Write an incident report
This page contains guidance about how to fill in an incident report.
You can find the incident report template on Google Drive.
Report title: YYYY-MM-DD: Name of incident
Time: Include when the incident started and when it ended. Always use local time, e.g. 10:20 - 15:00
Service/application: Detail the service or application that was affected
Severity: Was it a P1, P2, or P3 incident?
Incident lead: Please don’t leave this blank. The incident lead has a few post-incident responsibilities so we require a named person.
Comms lead: Please don’t leave this blank.
This section contains a brief, executive summary of the issue, so that people can see what the incident was at a glance. It should not contain detailed analysis, just the high level summary of the incident.

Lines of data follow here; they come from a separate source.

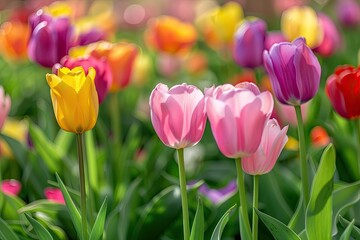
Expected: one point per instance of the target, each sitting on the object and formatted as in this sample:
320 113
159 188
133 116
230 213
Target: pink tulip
178 114
54 195
237 117
5 104
272 142
11 187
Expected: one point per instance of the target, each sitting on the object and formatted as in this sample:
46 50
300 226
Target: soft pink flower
11 187
237 117
272 142
178 114
54 195
5 104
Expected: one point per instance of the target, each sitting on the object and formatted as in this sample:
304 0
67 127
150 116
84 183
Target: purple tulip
249 43
50 39
294 71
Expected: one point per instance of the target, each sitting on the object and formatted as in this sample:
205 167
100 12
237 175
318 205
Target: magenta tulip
5 104
294 71
272 142
178 114
237 117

A widespread disc failure cased an outage of most of GOV.UK machines and connectivity. This was picked up by monitoring and the GOV.UK on-call engineers failed over to the mirrors while the disc issue was resolved.
At 15:36, Jonathan received an envelope from an unnamed source. When Jonathan was in the server room, he opened the envelope and found that it contained several kilograms of glitter, which was sucked into the machines via their intake fans. This caused a widespread disc failure which resulted in a full GOV.UK outage. Marie was paged and called Susan to inform her of the issue. Susan called Ian while Marie failed over to the mirrors.

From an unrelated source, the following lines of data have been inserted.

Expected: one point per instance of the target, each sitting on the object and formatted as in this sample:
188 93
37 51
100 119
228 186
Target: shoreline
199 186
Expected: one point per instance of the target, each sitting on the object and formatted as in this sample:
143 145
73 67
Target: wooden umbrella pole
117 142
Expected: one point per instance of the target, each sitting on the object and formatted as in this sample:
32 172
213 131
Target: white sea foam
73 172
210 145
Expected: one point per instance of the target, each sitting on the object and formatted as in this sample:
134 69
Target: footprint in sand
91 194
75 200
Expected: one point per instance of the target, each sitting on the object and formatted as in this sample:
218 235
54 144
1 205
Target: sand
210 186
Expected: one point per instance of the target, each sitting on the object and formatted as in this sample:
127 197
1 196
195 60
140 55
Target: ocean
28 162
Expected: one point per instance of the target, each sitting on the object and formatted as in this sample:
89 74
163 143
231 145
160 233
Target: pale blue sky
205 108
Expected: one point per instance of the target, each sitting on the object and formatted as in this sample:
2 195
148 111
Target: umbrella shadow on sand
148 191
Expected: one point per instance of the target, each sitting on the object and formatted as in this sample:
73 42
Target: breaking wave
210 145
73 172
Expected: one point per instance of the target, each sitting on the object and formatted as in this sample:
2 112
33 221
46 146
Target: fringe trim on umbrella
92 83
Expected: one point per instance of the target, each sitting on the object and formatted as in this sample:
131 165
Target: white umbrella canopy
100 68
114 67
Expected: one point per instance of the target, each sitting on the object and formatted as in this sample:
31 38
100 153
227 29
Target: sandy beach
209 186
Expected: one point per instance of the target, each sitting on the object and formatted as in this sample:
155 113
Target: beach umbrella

Clearly state what the user impact of this issue was using stats from systems like Google analytics, Kibana or Fastly. There can be discrepancies in stats, so mention where the numbers came from and why there’s a discrepancy (if you know). Describe what users would have seen during the incident. If publishers were impacted, describe what systems were affected and for how long.

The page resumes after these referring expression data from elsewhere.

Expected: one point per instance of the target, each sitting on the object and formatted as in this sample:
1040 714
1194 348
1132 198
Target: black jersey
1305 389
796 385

This is so that anyone reading the report understands the scale of the impact to users.
Google Analytics reports that we served 248,000 404 errors and 56,000 5xx errors from 10:40 - 10:50, which represents 19% of our traffic for that period. From 10:50, when the site failed over to the mirrors, the 404 and 5xx errors drop off completely meaning that users weren’t seeing any more errors, but editors didn’t have access to publishing tools. Full service was restored at 15:37.
During the incident, users saw 404 pages. Once the site failed over to the mirrors, full service was restored.
All times should be in local time, unless otherwise stated.
This section establishes a timeline of events. It’s fine to use it as a WIP section and make notes for tidying up later. The final version should contain only the facts of the incident, the decisions made and the actions taken.
- Summarise actions/decisions
- Convert times to local time
- Include relevant links
- Include when alerts were sent and received
- When additional people were called in to help
- Include red herrings and wrong turns
- Paste IM conversations
- Include anything not relevant to the incident